Birds called invasive Indian Mynas seem to be wreaking havoc in Australia. Researchers discovered that these birds are carrying exotic strands of avian malaria. While the Mynas cannot directly infect other birds, the disease's prevalence could significantly impact other native wildlife.

Avian malaria is caused by a parasite known as Plasmodium relictum, which ultimately destroys red blood cells via reduces oxygen circulation. Parasite carrying mosquitoes spread the parasite to birds who, in turn, passed it to other birds.   

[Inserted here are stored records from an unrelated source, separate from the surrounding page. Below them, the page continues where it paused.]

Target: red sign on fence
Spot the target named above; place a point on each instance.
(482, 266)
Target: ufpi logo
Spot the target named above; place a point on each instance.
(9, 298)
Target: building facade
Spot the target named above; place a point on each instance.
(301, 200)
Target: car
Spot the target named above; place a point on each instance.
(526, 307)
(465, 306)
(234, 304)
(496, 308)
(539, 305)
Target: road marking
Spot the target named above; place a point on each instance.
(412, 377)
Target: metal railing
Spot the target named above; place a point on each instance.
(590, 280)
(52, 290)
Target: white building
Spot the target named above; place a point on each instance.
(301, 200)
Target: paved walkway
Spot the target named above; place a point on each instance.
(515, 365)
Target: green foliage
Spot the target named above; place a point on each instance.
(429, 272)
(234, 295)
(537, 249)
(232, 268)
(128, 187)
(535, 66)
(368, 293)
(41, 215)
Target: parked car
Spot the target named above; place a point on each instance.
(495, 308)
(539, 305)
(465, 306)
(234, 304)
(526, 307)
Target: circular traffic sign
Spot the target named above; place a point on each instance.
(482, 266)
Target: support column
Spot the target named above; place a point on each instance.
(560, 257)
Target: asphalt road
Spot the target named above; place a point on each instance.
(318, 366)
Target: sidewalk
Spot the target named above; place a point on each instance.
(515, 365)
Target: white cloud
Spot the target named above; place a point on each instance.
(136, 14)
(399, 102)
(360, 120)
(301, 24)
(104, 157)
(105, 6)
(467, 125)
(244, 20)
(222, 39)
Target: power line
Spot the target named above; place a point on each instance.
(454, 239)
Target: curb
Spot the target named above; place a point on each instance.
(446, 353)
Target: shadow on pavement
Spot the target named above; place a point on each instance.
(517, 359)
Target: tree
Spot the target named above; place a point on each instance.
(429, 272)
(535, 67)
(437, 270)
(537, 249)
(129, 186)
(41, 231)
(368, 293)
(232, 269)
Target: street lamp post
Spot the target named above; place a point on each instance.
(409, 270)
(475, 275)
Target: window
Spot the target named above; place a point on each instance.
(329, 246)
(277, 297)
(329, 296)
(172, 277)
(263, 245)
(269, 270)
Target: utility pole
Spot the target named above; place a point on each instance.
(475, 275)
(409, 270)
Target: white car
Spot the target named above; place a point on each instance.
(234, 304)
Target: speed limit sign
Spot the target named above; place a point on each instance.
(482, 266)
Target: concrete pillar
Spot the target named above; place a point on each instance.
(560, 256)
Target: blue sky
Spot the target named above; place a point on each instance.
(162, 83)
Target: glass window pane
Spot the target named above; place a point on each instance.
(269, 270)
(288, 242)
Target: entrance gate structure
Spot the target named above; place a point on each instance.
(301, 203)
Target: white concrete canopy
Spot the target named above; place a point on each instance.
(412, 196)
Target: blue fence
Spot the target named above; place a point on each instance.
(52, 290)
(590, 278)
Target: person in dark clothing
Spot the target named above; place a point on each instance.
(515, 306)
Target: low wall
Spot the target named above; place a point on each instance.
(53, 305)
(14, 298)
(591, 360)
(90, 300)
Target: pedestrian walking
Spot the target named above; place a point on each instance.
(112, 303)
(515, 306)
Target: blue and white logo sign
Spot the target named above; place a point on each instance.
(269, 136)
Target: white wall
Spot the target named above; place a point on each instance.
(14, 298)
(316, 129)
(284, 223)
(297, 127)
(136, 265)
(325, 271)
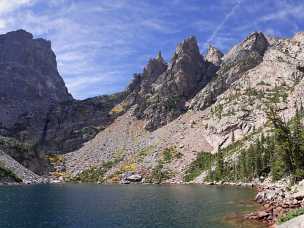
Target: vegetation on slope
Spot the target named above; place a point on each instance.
(8, 176)
(277, 154)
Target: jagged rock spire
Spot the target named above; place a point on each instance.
(214, 55)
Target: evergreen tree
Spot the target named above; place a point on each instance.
(219, 164)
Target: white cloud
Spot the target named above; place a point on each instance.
(221, 25)
(7, 6)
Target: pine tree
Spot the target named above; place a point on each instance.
(219, 164)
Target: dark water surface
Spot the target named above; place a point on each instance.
(124, 206)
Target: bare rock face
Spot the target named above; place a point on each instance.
(29, 77)
(214, 56)
(162, 94)
(236, 62)
(35, 105)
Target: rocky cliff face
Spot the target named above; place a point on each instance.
(29, 78)
(169, 113)
(36, 108)
(163, 90)
(198, 104)
(238, 60)
(35, 104)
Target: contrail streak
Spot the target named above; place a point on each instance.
(221, 25)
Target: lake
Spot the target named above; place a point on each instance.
(124, 206)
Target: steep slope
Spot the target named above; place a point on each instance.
(230, 108)
(170, 86)
(29, 78)
(35, 105)
(15, 172)
(36, 108)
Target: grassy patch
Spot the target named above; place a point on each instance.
(95, 174)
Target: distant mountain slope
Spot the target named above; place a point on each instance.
(220, 107)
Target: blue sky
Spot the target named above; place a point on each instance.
(100, 43)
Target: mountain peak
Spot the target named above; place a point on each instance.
(214, 55)
(18, 34)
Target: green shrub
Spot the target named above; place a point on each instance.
(290, 215)
(202, 163)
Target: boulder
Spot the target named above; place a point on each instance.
(134, 178)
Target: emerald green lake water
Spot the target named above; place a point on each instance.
(124, 206)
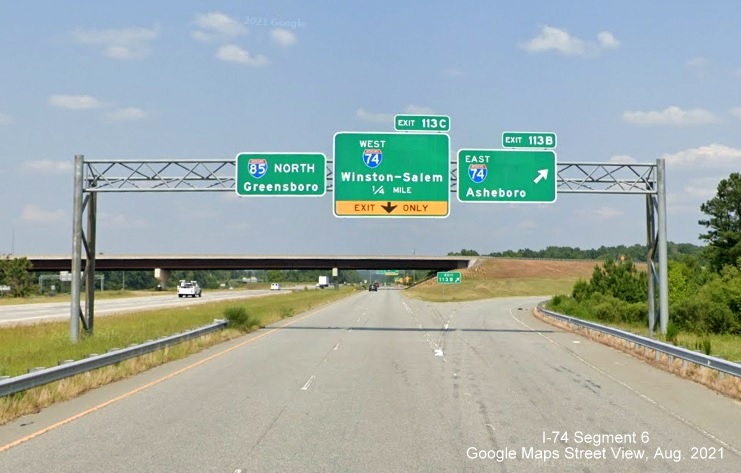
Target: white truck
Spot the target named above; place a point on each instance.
(189, 289)
(323, 282)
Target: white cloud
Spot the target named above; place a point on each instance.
(714, 155)
(124, 43)
(418, 110)
(622, 159)
(698, 62)
(607, 40)
(283, 37)
(35, 214)
(75, 102)
(127, 114)
(49, 166)
(671, 116)
(556, 39)
(233, 53)
(367, 116)
(217, 26)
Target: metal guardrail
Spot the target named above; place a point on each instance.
(719, 364)
(20, 383)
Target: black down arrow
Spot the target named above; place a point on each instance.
(388, 207)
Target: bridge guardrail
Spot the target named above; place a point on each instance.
(23, 382)
(700, 359)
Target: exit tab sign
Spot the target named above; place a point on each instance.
(449, 278)
(422, 123)
(526, 139)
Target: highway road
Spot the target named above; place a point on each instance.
(380, 382)
(25, 313)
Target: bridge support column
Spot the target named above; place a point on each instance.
(162, 275)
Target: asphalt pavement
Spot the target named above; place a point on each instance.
(381, 382)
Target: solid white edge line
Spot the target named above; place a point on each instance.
(632, 389)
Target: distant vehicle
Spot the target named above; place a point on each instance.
(323, 282)
(189, 289)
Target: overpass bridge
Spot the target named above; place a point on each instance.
(105, 262)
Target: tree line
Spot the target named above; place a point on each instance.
(635, 252)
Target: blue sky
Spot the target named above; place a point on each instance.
(627, 81)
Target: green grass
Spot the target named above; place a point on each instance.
(727, 347)
(28, 346)
(471, 290)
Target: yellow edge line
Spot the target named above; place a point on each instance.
(141, 388)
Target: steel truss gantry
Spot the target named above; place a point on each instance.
(219, 175)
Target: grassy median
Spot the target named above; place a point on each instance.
(46, 344)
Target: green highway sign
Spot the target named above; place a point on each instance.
(281, 174)
(422, 123)
(448, 278)
(504, 175)
(526, 139)
(391, 174)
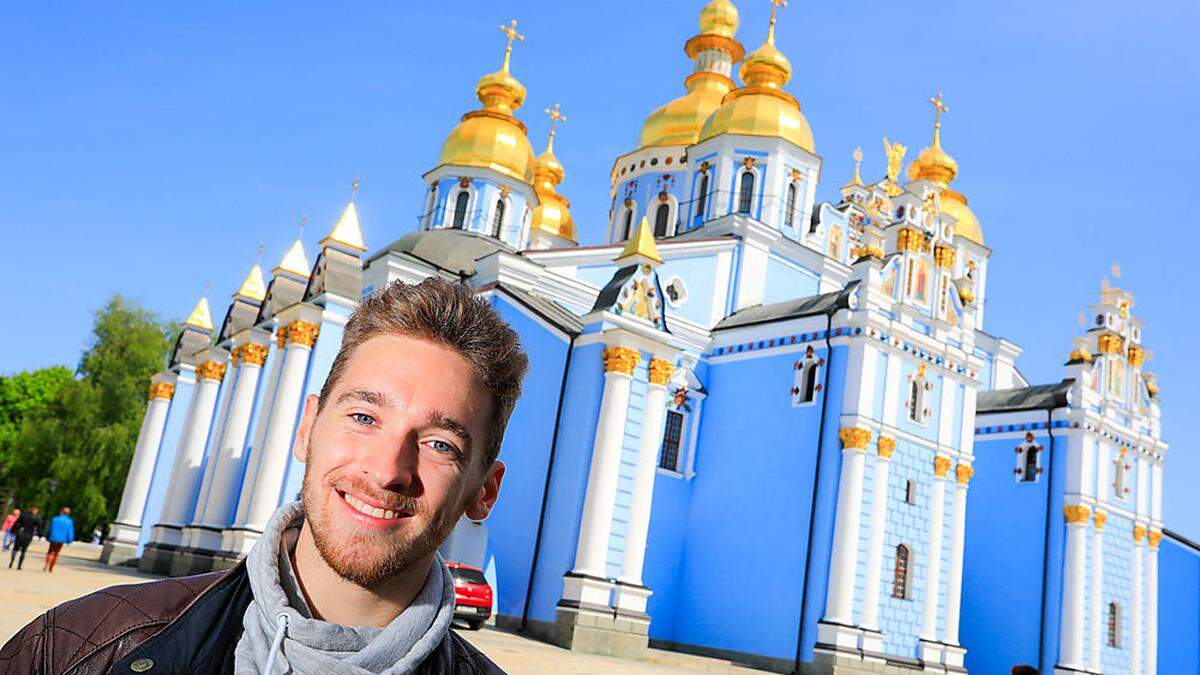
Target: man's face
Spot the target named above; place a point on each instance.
(395, 457)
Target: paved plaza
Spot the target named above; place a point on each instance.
(28, 592)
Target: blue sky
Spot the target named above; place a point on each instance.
(149, 148)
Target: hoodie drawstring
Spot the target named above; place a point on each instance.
(281, 623)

To better understand the range of this disease, researchers from Griffith University observed invasive Indian Mynas in the South East Queensland region of Australia. Nicholas Clark, a Ph.D. candidate in the University's School of Environment, discovered that up to 40 percent of the Mynas in this area carry malaria parasites. Some of these birds were also found to be carriers of more exotics strains of malaria, according to a news release. This puts native birds such as parrots, magpies and butcher birds at an increased risk of infection.

"Malaria parasites are common in Australian birds but through the use of genetic techniques I have discovered they are more diverse than originally thought," Clark said in the release, and added that the malaria parasites found in Australia today most likely came from other countries, but are now being spread by Mynas. "These malaria parasites seem to have little effect on the Mynas but could be harmful to native birds as they come in contact with each other."

Mynas were originally introduced in Australia in the 1800s to control insect populations feeding on local crops. The birds quickly established themselves and radiated throughout the south-east coasts of Australia. Now, they are considered an aggressive pest that could have potentially devastating effects on biodiversity as they increase competition for food and nesting sites.  

"Mynas are known to impact native birds by driving them away from nesting sites, but my work suggests they are also exposing our natives to new diseases," Clark added. "I believe we as a society, have under estimated the threat they can cause."

While avian malaria cannot be spread to people, Clark is making sure to investigate other invasive species and the non-native diseases they carry that could put humans at risk.

The study was recently published in the International Journal for Parasitology.